The exact quote from Trump at the Knesset was: “HAMAS will be disarmed, and Israel’s security will no longer be threatened in any way, shape, or form.”
The Abraham Accords were signed on 15 September 2020.
“Holy war” is a loose translation of “ma’raka deeniyya” (معركة دينية), a battle over the deen, which is often translated as “religion” but means something more like “lifeway”, the all-encompassing system of Islam.
The reference is almost certainly intended to be and will be understood as Christmas events, which have been regular targets of IS in Europe for a decade.
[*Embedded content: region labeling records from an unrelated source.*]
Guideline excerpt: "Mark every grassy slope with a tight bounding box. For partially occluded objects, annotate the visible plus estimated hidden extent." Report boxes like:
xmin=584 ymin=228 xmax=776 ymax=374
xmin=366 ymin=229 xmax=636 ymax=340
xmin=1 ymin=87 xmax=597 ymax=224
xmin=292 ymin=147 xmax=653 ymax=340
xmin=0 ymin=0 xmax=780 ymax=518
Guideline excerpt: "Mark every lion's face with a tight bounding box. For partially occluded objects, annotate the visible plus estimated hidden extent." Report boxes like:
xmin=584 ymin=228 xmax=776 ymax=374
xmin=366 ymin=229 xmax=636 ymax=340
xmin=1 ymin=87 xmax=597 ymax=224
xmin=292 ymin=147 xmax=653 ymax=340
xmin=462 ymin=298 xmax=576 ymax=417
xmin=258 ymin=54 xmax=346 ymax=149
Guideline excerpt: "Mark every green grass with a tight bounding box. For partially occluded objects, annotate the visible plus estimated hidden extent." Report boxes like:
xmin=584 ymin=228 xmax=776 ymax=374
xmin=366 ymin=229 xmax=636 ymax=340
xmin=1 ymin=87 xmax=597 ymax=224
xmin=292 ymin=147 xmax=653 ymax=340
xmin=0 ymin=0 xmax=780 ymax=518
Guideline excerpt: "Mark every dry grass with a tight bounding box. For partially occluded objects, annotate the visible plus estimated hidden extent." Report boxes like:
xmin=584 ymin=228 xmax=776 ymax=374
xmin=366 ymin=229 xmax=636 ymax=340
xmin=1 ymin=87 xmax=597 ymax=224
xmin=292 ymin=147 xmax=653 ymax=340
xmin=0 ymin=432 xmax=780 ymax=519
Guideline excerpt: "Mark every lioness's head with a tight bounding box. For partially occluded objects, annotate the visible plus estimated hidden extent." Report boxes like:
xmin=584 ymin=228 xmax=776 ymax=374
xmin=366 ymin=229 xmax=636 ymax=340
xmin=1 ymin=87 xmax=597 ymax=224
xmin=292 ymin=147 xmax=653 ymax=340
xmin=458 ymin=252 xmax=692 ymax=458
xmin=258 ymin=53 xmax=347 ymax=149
A Christmas market in Germany was attacked in 2016 by IS and one in France was attacked in 2018. A spate of Christmas and Christian targets were targeted across Europe in 2023. This is a well-understood problem. Germany has already announced that a number of Christmas markets will not be allowed to open this year, as Berlin has done for several years now.
The term translated as “respectable women” is “al-hara’ir”, which literally means “free-born women” and has connotations with “honourable” or “chaste”. The sinister point IS is trying to convey is that its loyalists should try to murder “decent” Western women, even by IS’s lights, rather than target “slags dancing around” at a nightclub or some other category of women the Islamists regard as fair game for random slaughter. The intention is for the terrorism—the “propaganda of the deed”—to underline IS’s belief that there are no “innocent” unbelievers: the only choices are conversion to Islam, accepting subordination under Muslim rule, or death.